The weird light effect was just the crazy sunovabitch moving about with his torch while the photo was being taken iirc.
Nolan Myers
>movie
It's from a classic SF short story from way back. Scanners Live in Vain. It starts on page 57 of PDF related. It's probably the first iteration of the idea that travel through deep space is difficult because Terrible, Mysterious Shit Happens.
Isaiah Hughes
Isn't that how Cthulhutech works? A few people go insane developing the means to draw infinite energy from extra-dimensional sources but otherwise revolutionize the energy industry and subsequently draw the attention of aliens.
Ian Adams
I'm not reading that.
Isaac Smith
This is fucking awesome! Thanks for sharing mate!
Michael Lewis
Then you are a lazy fuck, or can't read English well.

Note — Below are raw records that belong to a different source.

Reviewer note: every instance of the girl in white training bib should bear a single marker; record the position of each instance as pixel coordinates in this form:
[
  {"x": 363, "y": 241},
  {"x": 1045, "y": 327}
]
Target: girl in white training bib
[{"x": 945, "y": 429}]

That is exactly how CthulhuTech works. Whole research teams went mad so you can have flying cars. Side effects include the evil soul of God becoming a CEO and semi-fungal creatures from beyond Pluto deciding we need to be put down before we wake up anything else.
Chase Anderson
Nobody said you had to?
Benjamin Robinson
You're welcome! Cordwainer Smith is one of my favorite early SF authors, up there with A. E. Van Vogt and L. Sprage deCamp.